A startup is choosing between serverless (Lambda + DynamoDB) and container-based (EKS + RDS) for their new application. Expected traffic: 10,000 requests/day initially, growing to 1M/day in 12 months. Which is more cost-effective?

Answer Guide

At 10K/day: serverless wins dramatically (pay-per-use, near-zero idle cost). At 1M/day: depends on request duration and compute needs. Lambda breaks even with containers around 1-2M requests/hour (not per day). At 1M/day serverless is still cheaper. Crossover typically happens at sustained millions of requests per hour. Start serverless, re-evaluate when costs exceed container alternative.
Your team uses DynamoDB on-demand capacity. The monthly bill is $20,000. Traffic is predictable (peaks at 10AM-6PM, low overnight). How do you optimize?

Answer Guide

Switch to provisioned capacity with auto-scaling (set min/max based on traffic patterns). Provisioned is 20-40% cheaper for predictable workloads. Use DynamoDB Infrequent Access table class for cold data. Consider Reserved Capacity for baseline. Enable DAX caching to reduce consumed RCUs.
A CTO asks: "We spend $500K/year on AWS. Should we negotiate an Enterprise Discount Program (EDP)?" What factors would you consider?

Answer Guide

EDP requires a commit (typically $500K-$1M+ annual). Benefits: blanket discount on all services (typically 5-15%), credits, dedicated TAM. Considerations: growth trajectory (don't overcommit), existing SPs/RIs (EDP stacks with them), flexibility to reduce spend, negotiation leverage based on workload migration plans.
Estimate the monthly cost of running a three-tier web application: ALB, 4 EC2 instances (m5.xlarge), Aurora PostgreSQL (db.r5.xlarge with 1 read replica), and 500GB S3. Show your math.

Answer Guide

ALB: ~$25/month (fixed) + LCU charges. EC2: 4 × m5.xlarge on-demand × $0.192/hr × 730 hrs = ~$560. Aurora: 2 × db.r5.xlarge × $0.48/hr × 730 = ~$700 + I/O + storage. S3: 500GB × $0.023 = ~$11.50 + requests. Approximate total: ~$1,300-1,500/month. Interviewers want to see you can do napkin math, not exact numbers.
Your Kubernetes cluster has 30% average CPU utilization across nodes, meaning 70% of compute capacity is wasted.
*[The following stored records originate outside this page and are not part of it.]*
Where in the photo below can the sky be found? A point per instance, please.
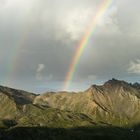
(38, 39)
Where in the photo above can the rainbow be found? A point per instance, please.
(103, 8)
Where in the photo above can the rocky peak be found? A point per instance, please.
(114, 82)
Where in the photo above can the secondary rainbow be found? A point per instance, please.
(101, 11)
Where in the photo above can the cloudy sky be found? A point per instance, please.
(38, 39)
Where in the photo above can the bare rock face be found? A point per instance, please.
(114, 102)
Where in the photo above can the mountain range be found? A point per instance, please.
(108, 111)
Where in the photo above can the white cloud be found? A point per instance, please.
(134, 67)
(39, 70)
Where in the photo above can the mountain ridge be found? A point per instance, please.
(114, 104)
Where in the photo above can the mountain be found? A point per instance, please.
(99, 112)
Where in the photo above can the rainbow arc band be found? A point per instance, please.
(102, 9)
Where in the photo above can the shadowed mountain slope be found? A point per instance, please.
(113, 107)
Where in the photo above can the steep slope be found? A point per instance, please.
(116, 102)
(17, 109)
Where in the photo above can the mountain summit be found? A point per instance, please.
(115, 103)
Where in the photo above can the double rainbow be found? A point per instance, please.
(103, 8)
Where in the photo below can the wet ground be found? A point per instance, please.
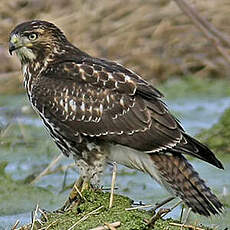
(26, 150)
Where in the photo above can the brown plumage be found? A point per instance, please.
(100, 111)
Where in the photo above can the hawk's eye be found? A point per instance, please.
(33, 36)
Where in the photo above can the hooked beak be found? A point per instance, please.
(14, 43)
(12, 47)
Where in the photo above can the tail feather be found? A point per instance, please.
(179, 177)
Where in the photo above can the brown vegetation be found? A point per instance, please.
(153, 38)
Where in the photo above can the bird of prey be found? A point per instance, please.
(99, 112)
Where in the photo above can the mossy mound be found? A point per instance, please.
(217, 138)
(94, 212)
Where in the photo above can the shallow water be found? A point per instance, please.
(195, 113)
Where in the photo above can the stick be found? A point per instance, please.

How would you improve utilization without impacting reliability?

Answer Guide

Karpenter for right-sized node provisioning (picks optimal instance type per pod spec). Pod resource requests/limits tuning with VPA recommendations. Consolidation policy (Karpenter bin-packs pods onto fewer nodes). Spot instances for non-critical workloads. Use Kubecost for per-namespace cost visibility. Target: 60-70% utilization.

Preparation Strategy

Cost questions test business awareness. Practice doing quick mental math: hourly EC2 pricing × 730 hours/month, data transfer volumes, and break-even calculations between pricing models. The ability to estimate costs on a whiteboard is a powerful differentiator in architect interviews.